Quelque soit ton destin, ô ma Nouvelle-Écosse ‒ Doux nid que le devoir, dans sa rigueur atroce, M'ordonna de quitter ‒ jusqu'au dernier soupir Je jure de garder ton tendre souvenir !
A tes monts que l'été couronne de verdure, A ton sol généreux qui donne sans mesure, Aux côtes de granit qui te font un rempart, J'accorde volontiers de mon cœur une part !
Dans tes vieilles forêts ‒ grandes comme un royaume ‒ Le sapin résineux répand son doux arôme ; Et, défiant toujours l'ouragan furieux, Le chêne y dresse aussi son front majestueux !

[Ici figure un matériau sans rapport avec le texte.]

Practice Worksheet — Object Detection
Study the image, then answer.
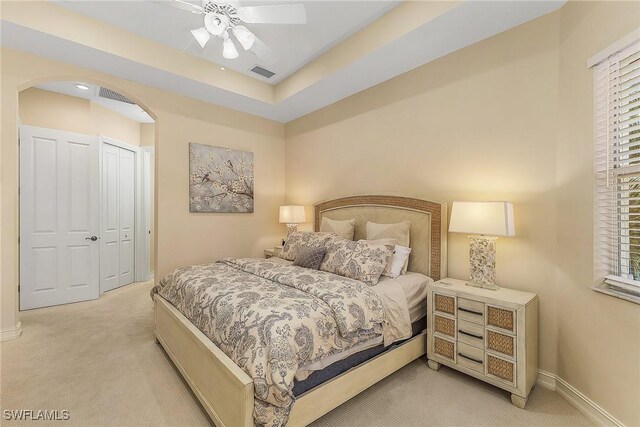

Puis dans tes champs rayonne, à travers la rosée, Une fleur que ma main à souvent caressée ; Son nom est May flower, l'orgueil de l'Écossais, Témoin de ses revers et de tous ses succès !
Je n'aurai plus peut-être, un jour, l'heureuse chance De pouvoir t'admirer, lieu cher de ma naissance ! Mais du moins quand mes yeux verront la May flower, Ils la contemplerons longtemps avec bonheur…
Adieu, Nouvelle-Écosse, ô ma belle patrie ! Quoique éloigné de toi, je t'aime à la folie ! Si les ans entre nous passent comme les flots, Mon amour grandira nourri par mes sanglots !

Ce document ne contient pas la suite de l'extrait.